- Interactive map of the Castle Kashan area
- Former names: Hodge's Castle (1978-1998)

General information
- Location: Malibu, California
- Coordinates: 34°02′33″N 118°41′18″W﻿ / ﻿34.0426°N 118.6882°W
- Year built: 1978
- Destroyed: October 21, 2007

= Castle Kashan =

Castle Kashan was a medieval-styled castle that was located in the hills near Malibu, California. Built in 1978, it was originally called Hodge's Castle, before being renaming to Castle Kashan by its final owner Lilly Lawrence, which was named after the city of Kashan in Iran.

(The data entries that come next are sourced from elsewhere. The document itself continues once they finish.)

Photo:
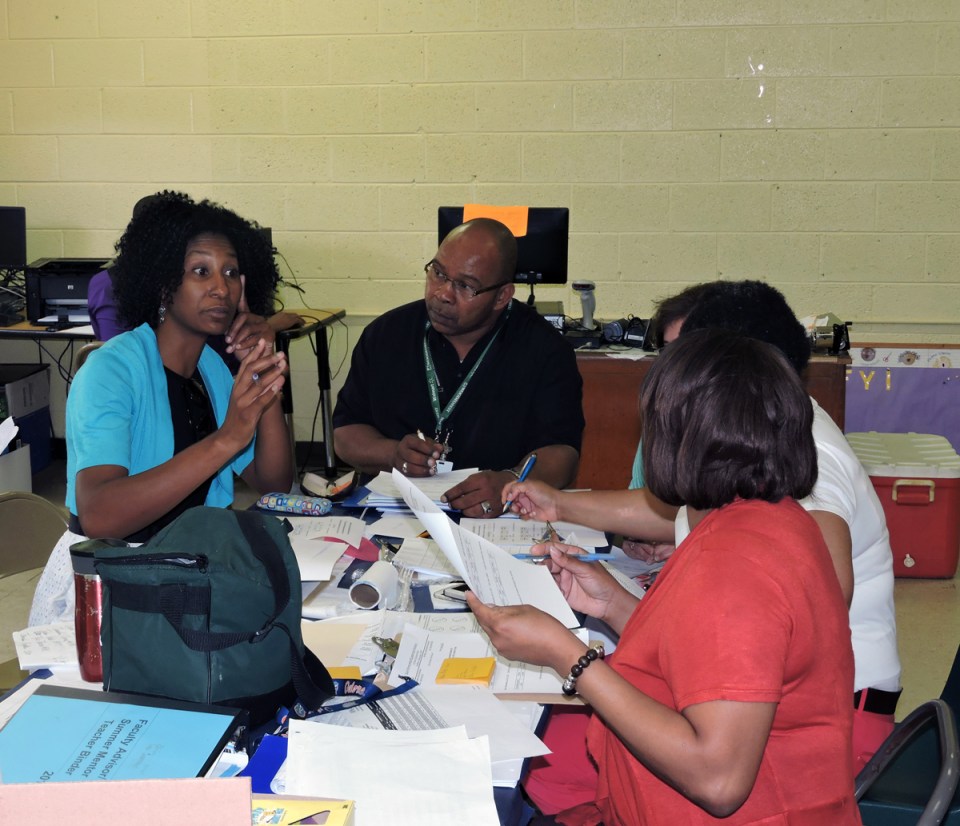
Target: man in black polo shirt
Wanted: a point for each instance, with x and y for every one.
(467, 376)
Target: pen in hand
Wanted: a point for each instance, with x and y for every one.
(524, 473)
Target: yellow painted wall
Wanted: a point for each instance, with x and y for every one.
(812, 143)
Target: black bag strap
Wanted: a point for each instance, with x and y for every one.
(311, 680)
(173, 602)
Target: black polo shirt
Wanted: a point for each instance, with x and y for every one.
(525, 394)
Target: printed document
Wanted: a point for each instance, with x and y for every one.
(492, 573)
(404, 778)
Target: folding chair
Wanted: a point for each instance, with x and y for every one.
(913, 777)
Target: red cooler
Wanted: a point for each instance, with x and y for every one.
(917, 477)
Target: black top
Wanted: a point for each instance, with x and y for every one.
(193, 420)
(526, 393)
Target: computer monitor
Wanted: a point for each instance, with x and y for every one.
(541, 252)
(13, 238)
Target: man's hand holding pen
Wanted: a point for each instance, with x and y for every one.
(416, 455)
(479, 494)
(533, 500)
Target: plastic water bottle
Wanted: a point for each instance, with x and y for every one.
(292, 503)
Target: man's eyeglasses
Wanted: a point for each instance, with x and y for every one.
(461, 288)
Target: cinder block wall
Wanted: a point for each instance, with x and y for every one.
(812, 143)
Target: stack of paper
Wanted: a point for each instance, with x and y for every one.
(386, 495)
(448, 777)
(493, 574)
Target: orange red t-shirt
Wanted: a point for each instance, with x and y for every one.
(748, 609)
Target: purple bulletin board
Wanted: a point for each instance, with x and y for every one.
(904, 390)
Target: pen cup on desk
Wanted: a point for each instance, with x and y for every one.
(88, 613)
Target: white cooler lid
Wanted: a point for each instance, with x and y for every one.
(905, 454)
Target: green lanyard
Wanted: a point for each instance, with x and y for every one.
(433, 384)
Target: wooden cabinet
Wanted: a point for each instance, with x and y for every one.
(611, 397)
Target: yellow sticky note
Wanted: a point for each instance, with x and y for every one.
(466, 671)
(345, 672)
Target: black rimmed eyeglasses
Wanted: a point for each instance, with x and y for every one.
(461, 288)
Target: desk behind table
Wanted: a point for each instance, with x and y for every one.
(611, 399)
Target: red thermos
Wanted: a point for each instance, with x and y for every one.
(87, 614)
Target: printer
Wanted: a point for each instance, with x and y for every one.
(57, 289)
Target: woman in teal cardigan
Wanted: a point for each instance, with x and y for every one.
(155, 421)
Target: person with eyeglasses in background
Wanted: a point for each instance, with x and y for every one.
(465, 376)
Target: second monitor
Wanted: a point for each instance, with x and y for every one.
(541, 252)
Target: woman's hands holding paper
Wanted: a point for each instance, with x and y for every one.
(588, 588)
(527, 634)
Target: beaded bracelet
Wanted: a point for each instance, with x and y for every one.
(594, 652)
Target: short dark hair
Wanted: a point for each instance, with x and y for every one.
(502, 238)
(725, 416)
(754, 309)
(151, 251)
(674, 308)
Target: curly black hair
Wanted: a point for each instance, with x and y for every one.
(151, 251)
(754, 309)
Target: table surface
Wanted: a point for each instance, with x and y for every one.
(24, 329)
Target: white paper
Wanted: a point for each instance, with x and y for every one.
(317, 557)
(346, 528)
(506, 533)
(425, 557)
(422, 653)
(385, 486)
(365, 653)
(326, 599)
(494, 575)
(443, 706)
(7, 431)
(402, 778)
(396, 524)
(46, 645)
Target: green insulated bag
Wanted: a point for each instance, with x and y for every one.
(208, 611)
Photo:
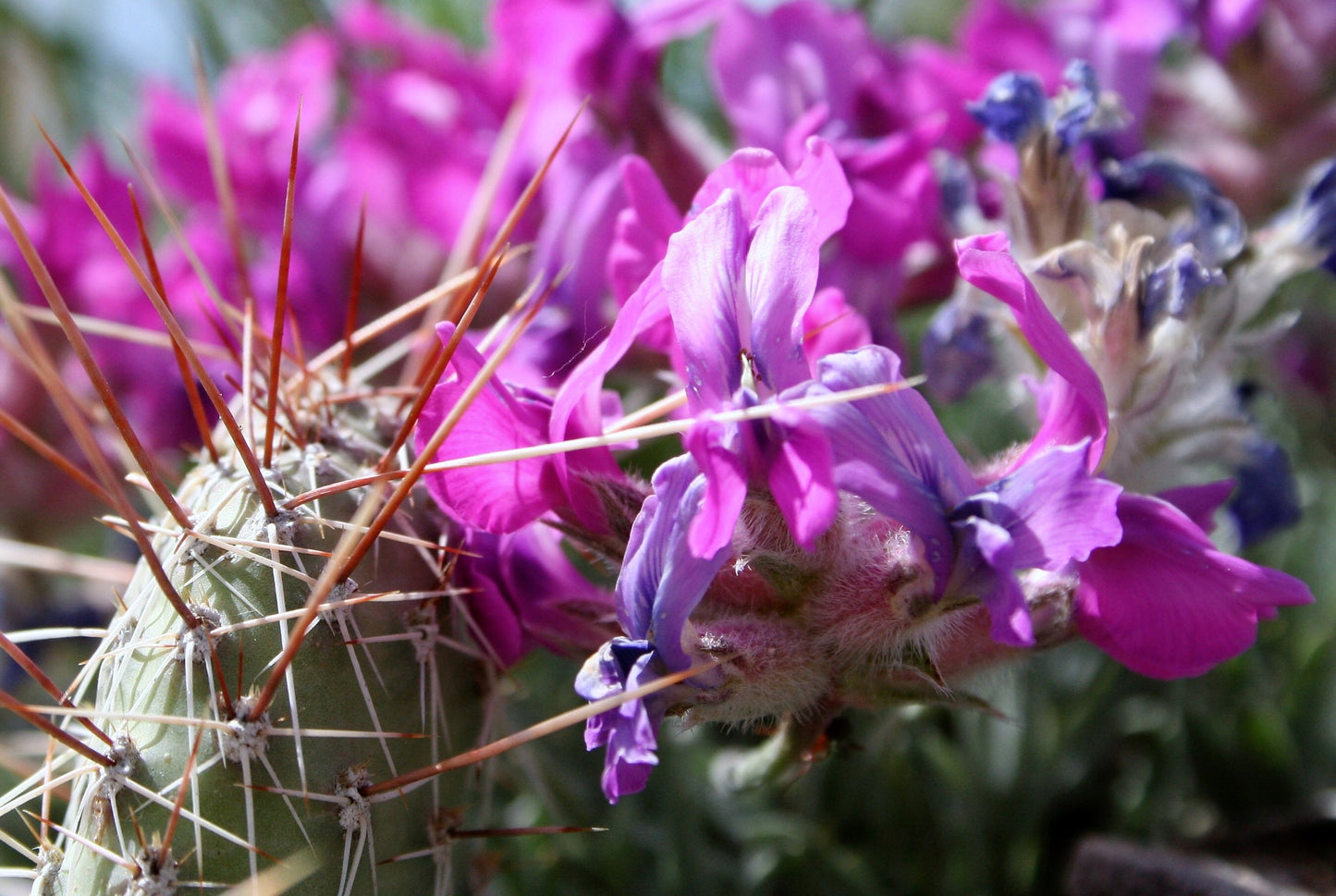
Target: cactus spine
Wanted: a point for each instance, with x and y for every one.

The castle burned to the ground during the October 2007 California wildfires, the space was later occupied by a 80 million dollar mansion, which was completed in 2017, which was also dubbed a "castle".

== History ==
The castle was constructed in 1978 as Hodge's Castle by a doctor, Thomas Hodges. the large stone mansion was the only castle in Malibu, and sold for around $3 million in 1998 to philanthropist Lilly Lawrence. The castle featured six bedrooms, eight bathrooms, chandeliers, and many works of art. The mansion had been put for sale for around $17 million as of 2007.

The castle, filled with paintings and Elvis Presley memorabilia, was one of several homes of socialite-philanthropist Lilly Lawrence, known as “Princess Lilly.” Castle Kashan was named after the village of her father, Reza Fallah, a former Iranian oil minister under the final Shah of Iran, Mohammad Reza Pahlavi.

The castle was completely destroyed during the October 2007 California firestorm, taking all it's valuables with it. The fire had previously barely survived the Malibu Fire of October 1993.

Despite being burned down in 2007, the official website of the mansion remains up as of 2026.